Alternating the AstraZeneca and Pfizer vaccines causes frequent mild to moderate symptoms but safe
Preliminary results of an ongoing study in the United Kingdom suggest alternating the Oxford-AstraZeneca and Pfizer-BioNTech vaccines causes more frequent mild to moderate symptoms, but there are no other safety concerns from mixing those vaccines.
However, researchers at the University of Oxford have not yet determined how a combination of shots would affect the immune system's response compared with sticking with the same COVID-19 vaccine for both the prime and booster shots.
In a peer-reviewed letter published in The Lancet, the scientists say that an increase in short-term adverse reactions occurred after the Pfizer vaccine was followed four weeks later by AstraZeneca, or vice versa, as part of the study that began earlier this year.
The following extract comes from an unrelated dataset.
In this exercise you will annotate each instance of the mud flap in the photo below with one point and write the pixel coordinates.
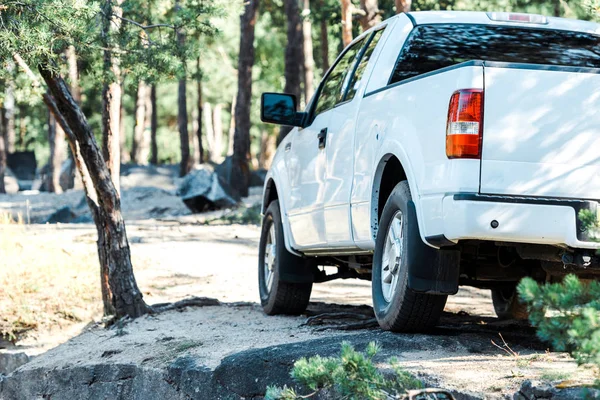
(430, 270)
(297, 272)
Results on whether immune response to mixed doses would be affected are expected to be released by the Oxford team in the coming months.
The study recruited 830 people to evaluate four combinations of vaccination: a first dose of AstraZeneca followed by either a booster shot of the Pfizer vaccine or another dose of AstraZeneca, or the Pfizer vaccine followed by a second shot of either AstraZeneca or Pfizer.
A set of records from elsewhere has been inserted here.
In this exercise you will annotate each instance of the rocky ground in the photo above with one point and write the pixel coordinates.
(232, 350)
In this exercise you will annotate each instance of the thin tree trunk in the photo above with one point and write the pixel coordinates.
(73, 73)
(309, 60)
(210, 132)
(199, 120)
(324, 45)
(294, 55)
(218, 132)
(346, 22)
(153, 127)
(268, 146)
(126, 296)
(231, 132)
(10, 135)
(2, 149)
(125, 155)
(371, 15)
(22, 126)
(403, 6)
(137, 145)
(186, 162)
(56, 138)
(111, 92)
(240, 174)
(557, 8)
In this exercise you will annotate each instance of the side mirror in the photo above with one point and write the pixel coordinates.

Research was expanded last month for a new study with 1,050 volunteers who received either the AstraZeneca or Pfizer vaccine before randomly getting either the same vaccine for their second dose or the Moderna or Novavax vaccine.
Horacio Bach, an infectious diseases expert at the University of British Columbia, said the small size of the initial study does not make it possible to know whether some people would get severe reactions, such as blood clots, from mixing the AstraZeneca and Pfizer vaccines.